With level five lockdown restrictions in Ireland recently extended through Easter it would be understandable should the bloodstock community be feeling anxious. Beeby said he can assure his team is doing everything in their power to get the sales back to Kill Paddocks.
“We'll be working hand-in-glove with Brian Kavanagh and all the people at HRI and ITM and everybody in Goffs and everybody we can to ensure sales will be held in Kildare this year,” he said. “We have protocols that are ready to be enhanced, evolved and developed to ensure that we can bring in overseas buyers in a safe and compliant way. We were able for our November Foal and Breeding Stock Sales [held in December] and our December National Hunt Sale to bring in some buyers from overseas-primarily the UK in a strictly controlled way; they had to stay in one place, they had to use certain transport. And I think it went well. There were no issues with it. As long as the vaccination program continues to [progress] and this current lockdown has the desired effect, we are strongly of the belief that we can evolve those protocols and improve them so that we can invite people from overseas to come to the sales-primarily the Land Rover sale in June, so we can have British buyers in, and then looking forward to the Orby Sale, buyers from places like the U.S., Australasia and across Europe and Britain. That's why it's been important to work with Brian and HRI. We're not going to take any risks on that. Brian has been an enormous help and I cannot stress enough how much it's helped to have HRI working with us and the contacts and credibility they have with government. We've found government completely understand; they have to balance risk with economic factors and we've found them to be helpful, understanding, and proactive.”
“If I had to give a message to people in the business, I'd just say I'm grateful that people continue to support us,” Beeby said. “We're grateful for the fact that people have accepted we're doing our best. We had a lot of decisions to make last year and we got most of them right. I accept we probably got some of them wrong. I'm sorry for the mistakes we made but I'm grateful for the support and for the fact that people continue to believe in us. I hope we can continue to rely on their support and their belief. My line is always, 'we're nothing without the horses.' So we'd just say to Irish breeders, 'give us your horses, we'll give you everything we've got.' We have a good track record and normally we prove your trust was well-placed and we hope we can rely on it going forward.”

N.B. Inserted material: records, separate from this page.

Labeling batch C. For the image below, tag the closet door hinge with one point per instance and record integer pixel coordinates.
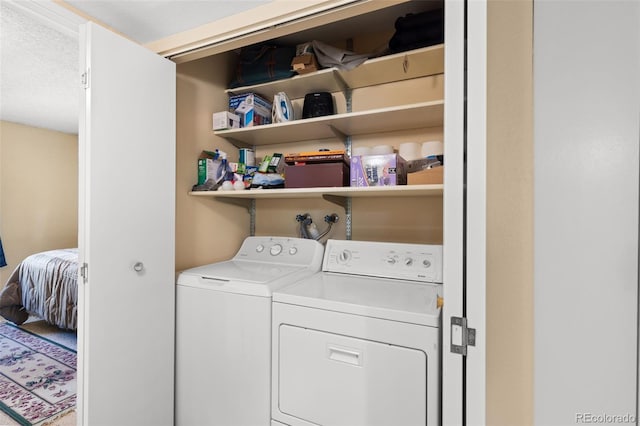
(84, 79)
(461, 336)
(84, 272)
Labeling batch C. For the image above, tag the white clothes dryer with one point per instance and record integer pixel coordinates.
(359, 342)
(223, 330)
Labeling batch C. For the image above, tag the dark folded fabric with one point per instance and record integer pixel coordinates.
(412, 21)
(418, 30)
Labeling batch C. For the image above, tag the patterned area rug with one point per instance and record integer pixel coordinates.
(37, 377)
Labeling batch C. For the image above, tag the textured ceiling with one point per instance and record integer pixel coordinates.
(146, 21)
(39, 78)
(39, 71)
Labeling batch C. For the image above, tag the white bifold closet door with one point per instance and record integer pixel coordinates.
(587, 166)
(127, 233)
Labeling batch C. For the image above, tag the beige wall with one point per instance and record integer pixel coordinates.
(510, 213)
(38, 192)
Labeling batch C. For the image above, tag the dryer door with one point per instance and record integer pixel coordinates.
(330, 379)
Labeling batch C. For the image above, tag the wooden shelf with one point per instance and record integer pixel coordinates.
(413, 116)
(383, 191)
(385, 69)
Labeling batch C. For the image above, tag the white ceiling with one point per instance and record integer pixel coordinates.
(39, 78)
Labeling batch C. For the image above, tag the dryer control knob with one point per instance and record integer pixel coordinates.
(275, 249)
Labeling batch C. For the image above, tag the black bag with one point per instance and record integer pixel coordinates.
(418, 30)
(262, 63)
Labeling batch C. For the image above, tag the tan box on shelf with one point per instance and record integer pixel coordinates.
(305, 63)
(426, 177)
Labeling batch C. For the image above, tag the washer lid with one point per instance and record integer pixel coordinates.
(396, 300)
(244, 277)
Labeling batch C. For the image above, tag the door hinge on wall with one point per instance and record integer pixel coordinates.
(461, 336)
(84, 272)
(84, 79)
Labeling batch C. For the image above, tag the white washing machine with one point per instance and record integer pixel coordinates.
(223, 330)
(359, 342)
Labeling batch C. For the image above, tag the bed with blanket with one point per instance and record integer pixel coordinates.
(46, 285)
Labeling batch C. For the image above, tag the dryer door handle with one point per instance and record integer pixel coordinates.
(349, 356)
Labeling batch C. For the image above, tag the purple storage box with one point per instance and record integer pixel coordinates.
(378, 170)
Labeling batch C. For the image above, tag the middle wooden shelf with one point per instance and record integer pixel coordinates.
(412, 116)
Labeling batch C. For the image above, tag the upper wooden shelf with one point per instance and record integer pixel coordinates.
(405, 117)
(347, 191)
(385, 69)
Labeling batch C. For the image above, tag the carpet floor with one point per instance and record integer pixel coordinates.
(65, 338)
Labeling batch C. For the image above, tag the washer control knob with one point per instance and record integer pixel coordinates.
(275, 249)
(344, 256)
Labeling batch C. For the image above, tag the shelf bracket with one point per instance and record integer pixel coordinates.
(339, 134)
(239, 144)
(345, 203)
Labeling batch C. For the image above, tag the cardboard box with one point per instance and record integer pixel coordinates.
(225, 120)
(306, 63)
(316, 175)
(378, 170)
(427, 176)
(208, 167)
(252, 109)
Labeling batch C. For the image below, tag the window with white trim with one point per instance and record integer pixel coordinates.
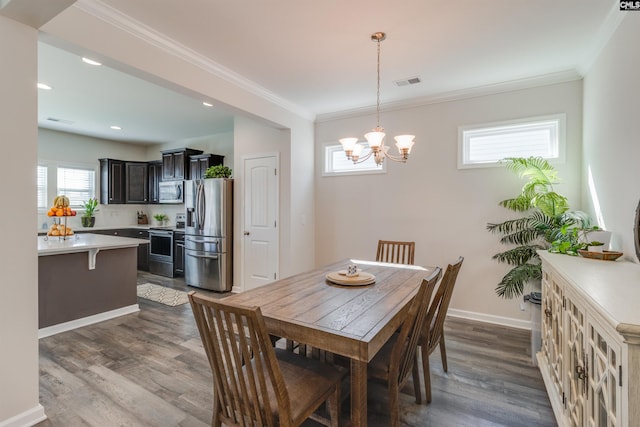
(77, 182)
(336, 162)
(485, 145)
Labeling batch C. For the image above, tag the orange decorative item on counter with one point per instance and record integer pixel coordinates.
(61, 207)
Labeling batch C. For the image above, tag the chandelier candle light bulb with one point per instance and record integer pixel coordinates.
(375, 138)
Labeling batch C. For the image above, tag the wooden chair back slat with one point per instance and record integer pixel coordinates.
(403, 354)
(440, 305)
(395, 252)
(243, 362)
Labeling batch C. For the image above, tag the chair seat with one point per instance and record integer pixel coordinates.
(308, 381)
(378, 367)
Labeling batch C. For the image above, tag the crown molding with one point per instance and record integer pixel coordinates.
(605, 32)
(143, 32)
(472, 92)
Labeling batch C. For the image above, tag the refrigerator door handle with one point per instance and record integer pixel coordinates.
(203, 256)
(200, 206)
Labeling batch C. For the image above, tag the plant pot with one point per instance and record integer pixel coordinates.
(88, 221)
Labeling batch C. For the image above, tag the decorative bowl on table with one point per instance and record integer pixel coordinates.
(341, 278)
(604, 255)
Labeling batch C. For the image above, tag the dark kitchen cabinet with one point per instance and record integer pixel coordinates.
(175, 163)
(178, 253)
(112, 181)
(155, 176)
(199, 164)
(143, 250)
(137, 182)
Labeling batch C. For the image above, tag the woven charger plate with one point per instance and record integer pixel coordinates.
(604, 255)
(360, 280)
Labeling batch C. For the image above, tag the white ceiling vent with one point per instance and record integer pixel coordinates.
(61, 121)
(407, 82)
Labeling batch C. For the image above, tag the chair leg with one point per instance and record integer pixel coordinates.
(427, 373)
(416, 381)
(216, 421)
(394, 403)
(333, 407)
(443, 353)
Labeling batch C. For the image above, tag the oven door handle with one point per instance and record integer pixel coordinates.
(203, 256)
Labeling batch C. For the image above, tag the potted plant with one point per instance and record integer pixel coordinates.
(160, 218)
(547, 223)
(218, 171)
(88, 220)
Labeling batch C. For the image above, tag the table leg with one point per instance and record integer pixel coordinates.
(358, 393)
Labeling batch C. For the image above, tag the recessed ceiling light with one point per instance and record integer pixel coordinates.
(90, 61)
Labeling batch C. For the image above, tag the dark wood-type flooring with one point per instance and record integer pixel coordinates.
(149, 369)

When at last live sales do return to Kildare with international participants in place, there will be possibly no one happier than Beeby.
“There was a journalist about 25 years ago, I think her name was Judith Oliver, and she said she had a nickname for me once,” he recalled. “I asked, 'what is it?' She said, 'it's “Thrilled”, because Henry Beeby is always “thrilled.”' We were going through a good run and every time I said I was thrilled with the sale. That's what I want to get back to, is being thrilled, because if we're happy it means all our clients are happy.
“I want to be back in the ring and looking people in the eye and seeing them thinking about it and listening to the horse walking around and people craning to see who is bidding. I can't wait to get back to that. That's what I live for.”